People think you don’t have to do anything as a Visitor Experience Assistant. They are wrong.

While I have been working as one, I have helped to kick off the tours project in a museum and written my own tour scripts which involved research and original thinking – skills derived from my PhD course. I have given tours that other people have written – which required the skills of memory, performance, public speaking, humour, people management. Peppered with original research to add the extra flavour.

While I have worked as a VEA, I have planned and designed learning activities for children during half term.  Which required the skills of imagination, creativity, planning, understanding of children and education.

While I have worked as a VEA, I have attended meetings about people and resources and contributed ideas and solutions. Skills which required creativity, compassion, empathy, public speaking, the ability to make arguments and the ability to innovate.

Those are the extra things. In the ordinary course of the job, you are responsible for giving a great experience to people, for being able to talk to everyone, to teach people about the exhibits, to look after the health and safety of everyone, to be able to work with several different teams, to be able to think on your feet to solve any problem that arises. You have to be able to know your museums and art galleries inside out and to know massive areas of history, culture and art.

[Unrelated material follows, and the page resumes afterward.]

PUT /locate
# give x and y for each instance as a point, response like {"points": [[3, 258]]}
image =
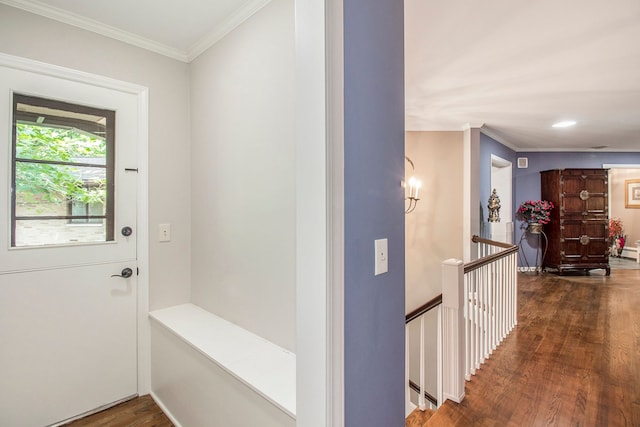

So when people say do something with your PhD, do you know what I say? I say that getting my thesis published as a monograph with a top publisher or articles with the top academic journals didn’t make me happy. It didn’t give me anything. But working as a VEA has given me pay, good friends, good perks, good experiences and memories, happiness. It has given me a career in museums.

The petty, selfish people that undervalue arts, culture and people skills, that ask me why I work as a VEA, revealing their insensitivity and patronising nature, these are the people that are wrong. They think money, status and power is what you need in this world. What you need in this world is to find your niche, your people, your destiny, your happiness.

Working as a VEA allows me to remain a writer, an artist, a poet. Working as a VEA allows me to study an Art History degree with the Open University in my mornings and evenings. Those are my ambitions and those are the things that direct how I live my life, my work. For me, the most important thing is fulfilment, not what the ignorant value. It is what I value that matters. It is my choice. I have what I wanted.

Everything I want from a museums career I get through volunteering: art history scholarship in an Interpretation department, being a Virtual Curator on social media online. I am getting every cerebral pleasure and satisfaction from what I am doing. I am being read by tens of thousands of people on social media.

What more could you ask from a job than happiness and to change the world of ignorance? The fulfilment of duty, pleasure, education and inspiration?